第一郭は天守を中心にして藩政を執り行う表御殿や、藩主とその家族の生活の場である奥御殿が置かれた。第二郭は内濠を隔てて家老をはじめ高禄(千石以上)の家臣が邸宅を構えた区域で、内曲輪[うちくるわ]と呼ばれた。第三郭は中堀の外で内町[うちまち]と呼ばれ、中級武士や上層の商人、町人たちの住まいがあった。現在、夢京橋キャッスルロードという名称で町並み整備が行われている地区も内町である。

そして埋め立てられて今はないが、その外側に外堀が巡らされていた。この外堀と芹川に挟まれた区域が第四郭で下級武士や町人が住んだ。外町[そとまち]と呼ばれ、周囲には番所が数多く設けられ人の出入りを厳しく監視した。城への出入りは厳重で『御法度覚書』にも「猥[みだり]に他所の者出入り堅く停止仕まつるべく候事」と定められ、第三郭に多く設けられた寺院群も防御の拠点とした。

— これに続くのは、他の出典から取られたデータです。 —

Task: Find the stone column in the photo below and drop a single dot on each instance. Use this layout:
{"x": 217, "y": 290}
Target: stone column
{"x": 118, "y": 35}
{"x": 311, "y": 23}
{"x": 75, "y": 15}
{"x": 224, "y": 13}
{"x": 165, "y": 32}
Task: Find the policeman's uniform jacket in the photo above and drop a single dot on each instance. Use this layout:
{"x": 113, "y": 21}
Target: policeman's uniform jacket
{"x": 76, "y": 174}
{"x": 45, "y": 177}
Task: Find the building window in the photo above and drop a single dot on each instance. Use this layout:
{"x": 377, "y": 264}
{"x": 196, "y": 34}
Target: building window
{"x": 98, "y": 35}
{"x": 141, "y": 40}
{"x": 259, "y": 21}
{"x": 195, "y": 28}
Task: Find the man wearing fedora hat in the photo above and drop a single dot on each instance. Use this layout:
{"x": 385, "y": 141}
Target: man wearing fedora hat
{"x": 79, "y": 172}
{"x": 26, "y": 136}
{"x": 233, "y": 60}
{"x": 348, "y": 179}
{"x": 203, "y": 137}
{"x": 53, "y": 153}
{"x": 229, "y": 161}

外敵の攻撃に対しては町全体が城郭として機能し、文字どおり総構えの強固な守りの役を果たす造りになっている。

しかし、難攻不落の備えの彦根城も明治維新にその存亡の危機にさらされた。廃城令で全国の城はことごとく潰され、彦根城も例外ではなかった。堀は埋め立てられて宅地となり、城下の家臣の家々は売りに出された。城内の門や塀の一部も取り壊され、天守も売却が決まっていた。実際に取り壊しの足場が設けられたそうだが、危機を救ったのは彦根城の美しさだった。一説によれば、優美な姿が巡幸中の明治天皇の目にとまり、天守や西の丸三重櫓、天秤櫓などが保存されることになったという。彦根城はそうして明治維新の後、第2次世界大戦の戦禍を免れ、江戸時代と変わらぬ姿で彦根山の山上に聳えている。

そして城下には歴代藩主井伊家が培った気風、藩風が残された。藩祖直政、そして30万石という譜代大名最大の石高にした直孝の誠実、勇猛さは城下に質実剛健の藩風を育み、藩政の良さはよく知られた。大名庭園の名園「楽楽園」の命名には「民の楽を楽しむ」という藩主の思いが込められているという。直興はことに能を嗜み、城内に能舞台を設けて能役者を何人も召し抱えていた。歴代井伊家藩主のなかでも、とりわけ13代藩主井伊直弼[なおすけ]の存在は大きい。「安政の大獄」で苛烈な印象の強い直弼は開国を進め、江戸城桜田門外で浪士の凶刃に倒れるが、武道に優れ学問に秀でた藩主であった。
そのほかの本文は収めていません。